Since DeVos took over the education department, she has been under fire for her approach to civil rights. Earlier this month, the National Association for the Advancement of Colored People, alongside disability advocates, filed a lawsuit against the education department, alleging that its procedural changes are leading civil rights investigators to unlawfully dismiss complaints without a full investigation. Hill declined comment on the pending litigation.
The drop-off in the rate of finding violations could mean that OCR’s investigations are becoming less rigorous, said Catherine Lhamon, the former head of the civil rights office under Obama. “We want speedy justice, but you still have to thoroughly investigate each complaint.”
One long investigation terminated by the Trump administration took place in Bryan, Texas.
As ProPublica previously reported, the Dallas bureau of the federal civil rights office spent more than four years investigating whether disciplinary practices in Bryan discriminated against students of color.
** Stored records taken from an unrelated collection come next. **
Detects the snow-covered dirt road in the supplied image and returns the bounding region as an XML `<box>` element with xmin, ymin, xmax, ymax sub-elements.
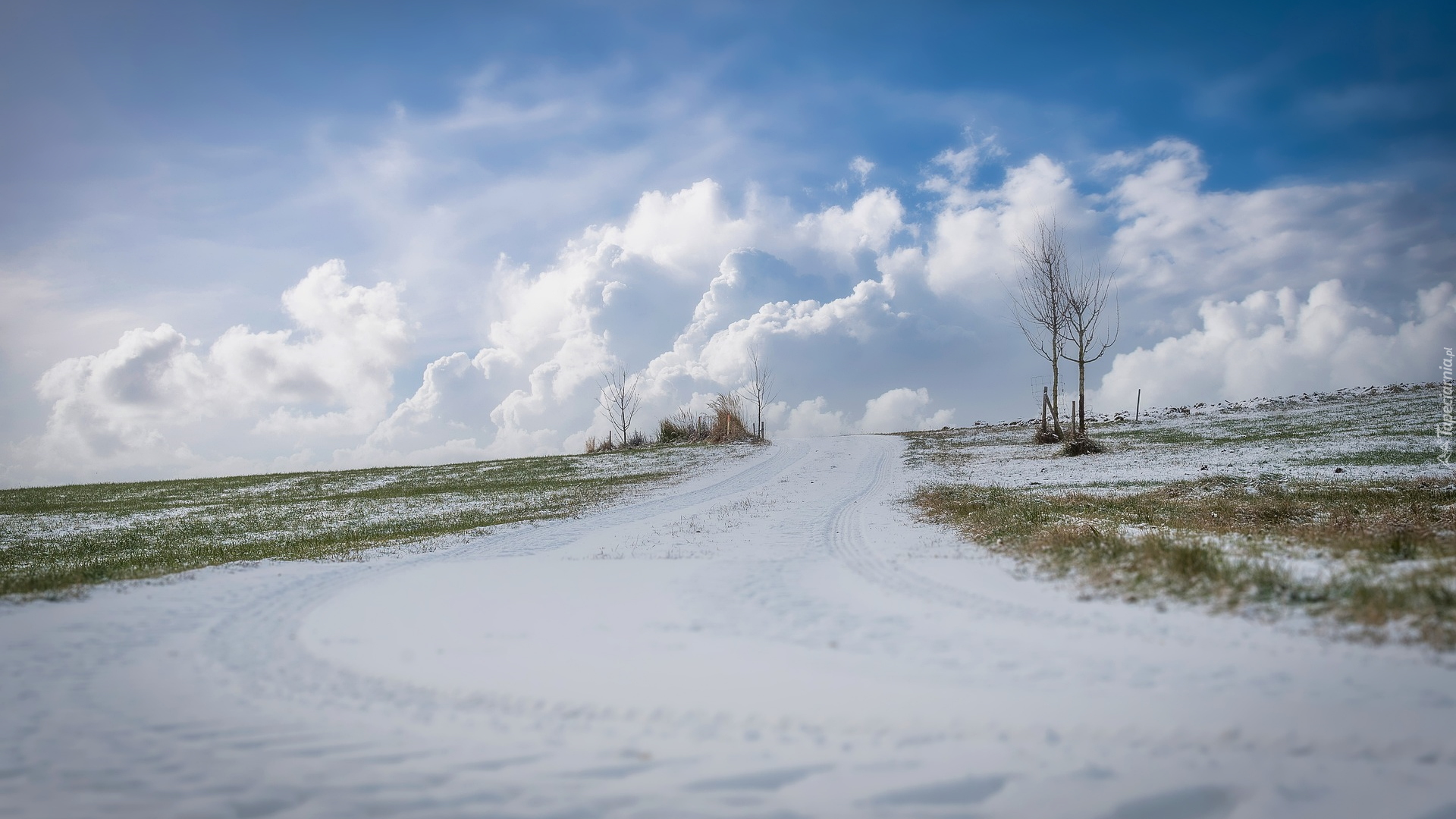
<box><xmin>0</xmin><ymin>436</ymin><xmax>1456</xmax><ymax>819</ymax></box>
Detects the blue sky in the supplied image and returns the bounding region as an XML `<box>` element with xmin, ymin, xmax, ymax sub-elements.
<box><xmin>0</xmin><ymin>3</ymin><xmax>1456</xmax><ymax>484</ymax></box>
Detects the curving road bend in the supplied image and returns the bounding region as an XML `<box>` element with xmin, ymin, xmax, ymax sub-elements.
<box><xmin>0</xmin><ymin>436</ymin><xmax>1456</xmax><ymax>819</ymax></box>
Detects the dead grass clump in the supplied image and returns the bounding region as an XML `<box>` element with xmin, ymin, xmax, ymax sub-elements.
<box><xmin>657</xmin><ymin>406</ymin><xmax>708</xmax><ymax>443</ymax></box>
<box><xmin>1062</xmin><ymin>435</ymin><xmax>1106</xmax><ymax>455</ymax></box>
<box><xmin>708</xmin><ymin>392</ymin><xmax>752</xmax><ymax>443</ymax></box>
<box><xmin>912</xmin><ymin>476</ymin><xmax>1456</xmax><ymax>650</ymax></box>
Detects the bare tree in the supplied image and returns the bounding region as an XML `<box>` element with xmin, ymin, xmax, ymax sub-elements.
<box><xmin>741</xmin><ymin>350</ymin><xmax>779</xmax><ymax>440</ymax></box>
<box><xmin>597</xmin><ymin>367</ymin><xmax>642</xmax><ymax>444</ymax></box>
<box><xmin>1062</xmin><ymin>262</ymin><xmax>1122</xmax><ymax>443</ymax></box>
<box><xmin>1010</xmin><ymin>215</ymin><xmax>1067</xmax><ymax>440</ymax></box>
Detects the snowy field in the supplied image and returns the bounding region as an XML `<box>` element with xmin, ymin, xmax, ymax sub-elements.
<box><xmin>0</xmin><ymin>391</ymin><xmax>1456</xmax><ymax>819</ymax></box>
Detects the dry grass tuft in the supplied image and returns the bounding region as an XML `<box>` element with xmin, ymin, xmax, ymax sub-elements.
<box><xmin>912</xmin><ymin>476</ymin><xmax>1456</xmax><ymax>650</ymax></box>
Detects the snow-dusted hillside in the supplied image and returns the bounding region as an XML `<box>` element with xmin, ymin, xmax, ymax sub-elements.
<box><xmin>0</xmin><ymin>392</ymin><xmax>1456</xmax><ymax>819</ymax></box>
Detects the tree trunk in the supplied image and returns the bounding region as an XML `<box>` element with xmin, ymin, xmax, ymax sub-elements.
<box><xmin>1078</xmin><ymin>362</ymin><xmax>1087</xmax><ymax>438</ymax></box>
<box><xmin>1051</xmin><ymin>354</ymin><xmax>1065</xmax><ymax>440</ymax></box>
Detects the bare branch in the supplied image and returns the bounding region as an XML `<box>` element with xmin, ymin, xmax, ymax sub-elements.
<box><xmin>1008</xmin><ymin>215</ymin><xmax>1067</xmax><ymax>440</ymax></box>
<box><xmin>597</xmin><ymin>367</ymin><xmax>642</xmax><ymax>444</ymax></box>
<box><xmin>741</xmin><ymin>350</ymin><xmax>779</xmax><ymax>440</ymax></box>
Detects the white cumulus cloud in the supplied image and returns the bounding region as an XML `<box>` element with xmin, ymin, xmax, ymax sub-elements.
<box><xmin>1098</xmin><ymin>280</ymin><xmax>1456</xmax><ymax>406</ymax></box>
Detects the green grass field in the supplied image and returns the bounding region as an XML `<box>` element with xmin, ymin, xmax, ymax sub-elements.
<box><xmin>905</xmin><ymin>388</ymin><xmax>1456</xmax><ymax>650</ymax></box>
<box><xmin>0</xmin><ymin>447</ymin><xmax>701</xmax><ymax>596</ymax></box>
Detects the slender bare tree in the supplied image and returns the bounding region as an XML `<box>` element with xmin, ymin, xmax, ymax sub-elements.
<box><xmin>1010</xmin><ymin>215</ymin><xmax>1067</xmax><ymax>443</ymax></box>
<box><xmin>739</xmin><ymin>350</ymin><xmax>779</xmax><ymax>440</ymax></box>
<box><xmin>597</xmin><ymin>367</ymin><xmax>642</xmax><ymax>444</ymax></box>
<box><xmin>1062</xmin><ymin>262</ymin><xmax>1122</xmax><ymax>443</ymax></box>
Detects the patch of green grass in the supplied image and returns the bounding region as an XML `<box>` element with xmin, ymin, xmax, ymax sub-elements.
<box><xmin>1290</xmin><ymin>447</ymin><xmax>1436</xmax><ymax>466</ymax></box>
<box><xmin>0</xmin><ymin>453</ymin><xmax>674</xmax><ymax>596</ymax></box>
<box><xmin>912</xmin><ymin>476</ymin><xmax>1456</xmax><ymax>650</ymax></box>
<box><xmin>1098</xmin><ymin>425</ymin><xmax>1209</xmax><ymax>443</ymax></box>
Federal investigators found at least 10 incidents where black students received harsher punishment than their white peers for the same conduct.
Weeks before Trump’s inauguration, federal investigators and the district were on the cusp of a settlement that would have required more than a dozen reforms. But after DeVos took over, the case and the pending settlement were scuttled, with no findings of wrongdoing.
In late April, OCR also shelved the investigation into school discipline in DeSoto County, where 852 students—more than half of them black—received corporal punishment in 2015.
Shelia Riley, the chairperson of DeSoto’s school board, told ProPublica that OCR’s decision was appropriate. “I read the [parents’] claims and I just felt like we were fair in our disciplinary decisions,” she said. She added that she supports corporal punishment for misbehaving students.
Renee Wade, a registered nurse in DeSoto County, told ProPublica that her son, who is about to enter ninth grade, has received corporal punishment more than 10 times over the past seven years for conduct such as acting out in class. These behaviors are associated with his attention deficit hyperactivity disorder, for which he has an individualized education program that doesn’t include physical beatings.
Even though Wade could exempt her son from being paddled under district policy, the alternative is typically suspension, which she felt wasn’t a practical option. Wade and her husband have full-time jobs and can’t care for their son if he’s home during the working day. “If the school can’t use corporal punishment, then they get suspended,” said Wade, who is African American. “If you work, then this is not a possibility. I feel as a parent I have no other choice.”